Une tornade saturante, un flot rapide et enivrant de guitares racées, une cadence à la batterie infernale, des tambourins agités, un rythme issu des mondes de la fête, là où les délires sont sans fin et le bonheur accessible sous le manteau, à l’arrière d’une boite de nuit, en échanges de quelques billets, la combinaison de ces éléments marche à merveille pour laisser s’envoler l’esprit.
Basé sur un tempo artificiel, à la basse dansante, Jupiter évoque à la fois l’épanouissement dans l’abandon et la fragilité d’une vie construite autour d’un vertige, brassant les sons et sensé chasser les idées pour ne retenir que l’enivrement.
De plaisirs futiles, il en sera question, avec ses nombreuses parties de guitares magnifiques (« Meltown ») et ses tendances à vouloir aller plus vite que la musique, influencée par les raves, les discothèques et les soirées psychédéliques (« Sense »), à tel point qu’on jurerait entendre parfois Chapterhouse (« Leave the ground »).
Mais Jupiter, c’est aussi la certitude de l’éphémère des choses, et de la superficialité du plaisir. Il restera toujours en deçà de ses chansons frénétiques, surchargées par ce mur du son inouï, une certaine froideur dans le son des guitares ou dans la profondeur de la basse. De la transe à la contemplation détachée, il n’y a qu’un pas, que le groupe australien franchit parfois, lorsqu’il cède à des lignes de chants merveilleusement narcotiques, empreintes de douceur et d’évanescence détachée. L’indolence n’est jamais bien loin, comme sur « Carefully », où la voix caressante et l’adorable descente de notes à la guitare, se mêlent innocemment à un flot psychédélique brouillée et étourdissant. On dénote une certaine tristesse quelque part, ou du moins un certain laconisme, surtout lorsque le rythme se ralentit.

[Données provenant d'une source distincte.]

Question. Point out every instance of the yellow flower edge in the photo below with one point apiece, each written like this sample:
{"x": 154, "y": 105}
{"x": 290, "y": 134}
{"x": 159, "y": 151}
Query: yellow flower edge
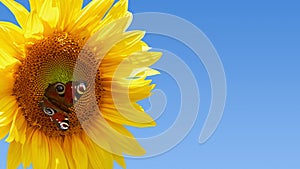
{"x": 43, "y": 49}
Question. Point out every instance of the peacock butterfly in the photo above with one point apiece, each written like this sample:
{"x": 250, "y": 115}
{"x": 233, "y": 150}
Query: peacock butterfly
{"x": 58, "y": 98}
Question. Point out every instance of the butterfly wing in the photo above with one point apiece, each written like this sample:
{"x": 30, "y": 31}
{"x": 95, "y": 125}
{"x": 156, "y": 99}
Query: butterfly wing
{"x": 58, "y": 116}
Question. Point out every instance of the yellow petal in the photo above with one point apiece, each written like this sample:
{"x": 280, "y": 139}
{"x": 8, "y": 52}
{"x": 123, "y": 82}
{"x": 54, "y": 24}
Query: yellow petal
{"x": 131, "y": 115}
{"x": 40, "y": 150}
{"x": 67, "y": 146}
{"x": 26, "y": 149}
{"x": 14, "y": 155}
{"x": 7, "y": 79}
{"x": 3, "y": 131}
{"x": 11, "y": 41}
{"x": 89, "y": 17}
{"x": 110, "y": 139}
{"x": 14, "y": 132}
{"x": 58, "y": 159}
{"x": 18, "y": 128}
{"x": 34, "y": 27}
{"x": 18, "y": 10}
{"x": 127, "y": 45}
{"x": 119, "y": 10}
{"x": 8, "y": 110}
{"x": 79, "y": 153}
{"x": 49, "y": 12}
{"x": 35, "y": 5}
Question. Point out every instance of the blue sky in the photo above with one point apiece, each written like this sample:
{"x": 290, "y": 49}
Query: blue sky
{"x": 258, "y": 43}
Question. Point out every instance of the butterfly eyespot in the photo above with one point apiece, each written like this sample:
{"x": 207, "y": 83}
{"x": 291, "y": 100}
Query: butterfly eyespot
{"x": 81, "y": 88}
{"x": 64, "y": 125}
{"x": 49, "y": 111}
{"x": 60, "y": 88}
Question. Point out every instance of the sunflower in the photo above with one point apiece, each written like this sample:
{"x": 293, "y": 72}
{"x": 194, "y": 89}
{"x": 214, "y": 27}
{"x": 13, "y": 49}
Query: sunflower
{"x": 58, "y": 42}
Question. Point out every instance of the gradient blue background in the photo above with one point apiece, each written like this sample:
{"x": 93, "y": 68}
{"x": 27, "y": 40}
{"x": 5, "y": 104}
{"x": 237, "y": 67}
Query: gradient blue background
{"x": 258, "y": 43}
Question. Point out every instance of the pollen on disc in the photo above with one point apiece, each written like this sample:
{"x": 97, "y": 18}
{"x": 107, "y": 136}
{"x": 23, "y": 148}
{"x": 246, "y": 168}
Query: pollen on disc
{"x": 47, "y": 61}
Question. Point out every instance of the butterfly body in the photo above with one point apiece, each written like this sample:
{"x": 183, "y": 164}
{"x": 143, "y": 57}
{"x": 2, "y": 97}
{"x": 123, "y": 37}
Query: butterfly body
{"x": 57, "y": 100}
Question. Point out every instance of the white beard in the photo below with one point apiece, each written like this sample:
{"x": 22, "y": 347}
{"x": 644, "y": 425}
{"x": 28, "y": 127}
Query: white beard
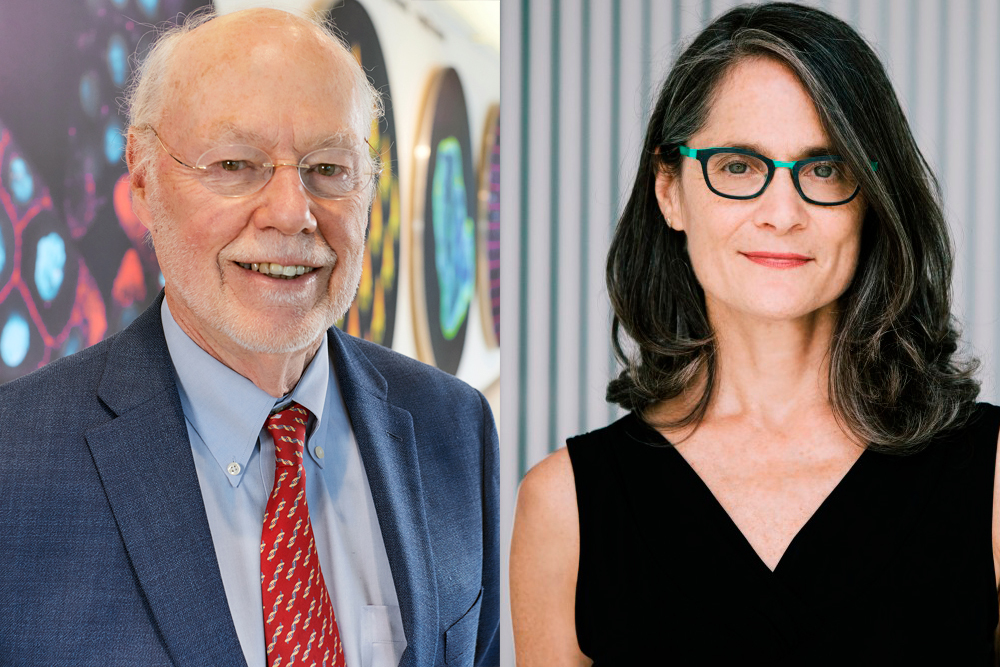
{"x": 294, "y": 333}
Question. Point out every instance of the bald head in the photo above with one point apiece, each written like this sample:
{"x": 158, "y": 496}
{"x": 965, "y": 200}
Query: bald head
{"x": 184, "y": 69}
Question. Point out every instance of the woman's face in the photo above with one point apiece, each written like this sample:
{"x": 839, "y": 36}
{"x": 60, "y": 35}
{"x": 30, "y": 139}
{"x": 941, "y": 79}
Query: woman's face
{"x": 774, "y": 257}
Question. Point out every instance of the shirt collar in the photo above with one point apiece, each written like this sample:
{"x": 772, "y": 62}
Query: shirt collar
{"x": 226, "y": 409}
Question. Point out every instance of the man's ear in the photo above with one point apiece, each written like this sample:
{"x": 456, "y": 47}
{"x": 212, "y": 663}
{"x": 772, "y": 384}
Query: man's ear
{"x": 666, "y": 196}
{"x": 137, "y": 179}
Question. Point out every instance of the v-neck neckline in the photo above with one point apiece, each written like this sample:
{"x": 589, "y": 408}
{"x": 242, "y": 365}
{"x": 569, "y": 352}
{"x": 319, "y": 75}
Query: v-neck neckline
{"x": 736, "y": 535}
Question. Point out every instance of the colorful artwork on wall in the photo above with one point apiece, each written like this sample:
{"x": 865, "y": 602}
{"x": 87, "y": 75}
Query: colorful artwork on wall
{"x": 489, "y": 228}
{"x": 373, "y": 314}
{"x": 75, "y": 265}
{"x": 444, "y": 230}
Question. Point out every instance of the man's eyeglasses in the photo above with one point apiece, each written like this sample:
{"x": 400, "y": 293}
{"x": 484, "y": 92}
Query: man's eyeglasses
{"x": 737, "y": 173}
{"x": 238, "y": 170}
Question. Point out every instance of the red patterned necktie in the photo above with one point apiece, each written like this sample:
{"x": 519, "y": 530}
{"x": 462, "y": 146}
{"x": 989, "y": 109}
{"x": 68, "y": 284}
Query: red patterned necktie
{"x": 300, "y": 627}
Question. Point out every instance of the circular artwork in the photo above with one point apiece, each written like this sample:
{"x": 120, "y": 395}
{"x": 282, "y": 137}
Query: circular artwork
{"x": 489, "y": 228}
{"x": 444, "y": 245}
{"x": 372, "y": 316}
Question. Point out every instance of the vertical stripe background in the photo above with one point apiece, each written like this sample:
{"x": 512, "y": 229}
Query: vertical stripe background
{"x": 579, "y": 78}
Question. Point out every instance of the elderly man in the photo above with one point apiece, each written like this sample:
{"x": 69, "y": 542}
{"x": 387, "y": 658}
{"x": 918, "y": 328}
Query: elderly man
{"x": 231, "y": 480}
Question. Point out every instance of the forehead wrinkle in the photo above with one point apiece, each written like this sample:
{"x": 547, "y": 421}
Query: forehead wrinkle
{"x": 342, "y": 139}
{"x": 228, "y": 132}
{"x": 808, "y": 152}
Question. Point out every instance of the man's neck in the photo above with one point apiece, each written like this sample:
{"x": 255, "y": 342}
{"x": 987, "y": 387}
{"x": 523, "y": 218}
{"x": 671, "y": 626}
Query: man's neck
{"x": 275, "y": 373}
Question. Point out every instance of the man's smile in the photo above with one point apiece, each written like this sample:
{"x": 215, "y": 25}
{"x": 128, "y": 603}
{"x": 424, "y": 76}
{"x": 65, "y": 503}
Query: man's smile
{"x": 275, "y": 270}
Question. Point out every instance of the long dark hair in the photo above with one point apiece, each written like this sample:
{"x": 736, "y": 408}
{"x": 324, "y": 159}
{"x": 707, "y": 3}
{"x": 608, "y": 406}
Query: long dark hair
{"x": 895, "y": 378}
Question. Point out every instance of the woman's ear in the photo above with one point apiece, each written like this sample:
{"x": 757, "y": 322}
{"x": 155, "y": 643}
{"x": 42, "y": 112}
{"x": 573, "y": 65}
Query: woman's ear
{"x": 667, "y": 197}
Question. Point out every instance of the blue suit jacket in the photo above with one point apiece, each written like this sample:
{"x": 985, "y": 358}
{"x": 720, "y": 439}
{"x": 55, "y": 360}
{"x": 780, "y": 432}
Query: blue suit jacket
{"x": 107, "y": 558}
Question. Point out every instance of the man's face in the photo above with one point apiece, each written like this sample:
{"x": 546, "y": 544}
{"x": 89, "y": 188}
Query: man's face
{"x": 278, "y": 86}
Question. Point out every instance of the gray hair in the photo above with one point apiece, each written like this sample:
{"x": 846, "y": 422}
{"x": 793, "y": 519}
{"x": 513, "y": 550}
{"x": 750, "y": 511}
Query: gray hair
{"x": 144, "y": 98}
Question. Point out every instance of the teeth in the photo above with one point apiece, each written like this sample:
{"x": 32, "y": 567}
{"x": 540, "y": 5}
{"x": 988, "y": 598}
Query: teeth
{"x": 277, "y": 270}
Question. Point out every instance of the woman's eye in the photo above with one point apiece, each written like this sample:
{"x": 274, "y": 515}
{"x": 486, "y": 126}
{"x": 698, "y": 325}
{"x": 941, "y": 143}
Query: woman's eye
{"x": 736, "y": 167}
{"x": 824, "y": 170}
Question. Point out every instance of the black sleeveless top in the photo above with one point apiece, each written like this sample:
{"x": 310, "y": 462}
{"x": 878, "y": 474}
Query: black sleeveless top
{"x": 894, "y": 568}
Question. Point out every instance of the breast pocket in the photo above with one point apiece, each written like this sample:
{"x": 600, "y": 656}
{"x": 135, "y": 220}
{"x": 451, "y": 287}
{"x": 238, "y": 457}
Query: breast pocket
{"x": 382, "y": 638}
{"x": 460, "y": 638}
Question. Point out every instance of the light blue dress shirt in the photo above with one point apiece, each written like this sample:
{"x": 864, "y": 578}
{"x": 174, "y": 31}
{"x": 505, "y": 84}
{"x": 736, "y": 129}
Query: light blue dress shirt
{"x": 234, "y": 458}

L’intro voluptueuse de « T » servira de terrain d’envol à un voyage extraordinaire de mélancolie contemplative, qui prendra toute sa dimension avec la venue d’un nuage de saturation déclinante et traînante. Une majesté sans égale se dégage même du somptueux « Lost », déclamation solennelle d’innocence sans cesse souhaitée et sans cesse perdue, couverte sous une myriade de saturations et de magnifiques parties de guitares. Les plaintes acérés et criantes de féerie déchirante noieront des chœurs de chérubins béas et camés jusqu’aux yeux, pour décrire le regret de posséder des rêves inaccessibles.
En réponse à cet obstacle, Jupiter s’abandonnera et se laissera aller aux délires bienvenus des cavalcades et des virées tonitruantes.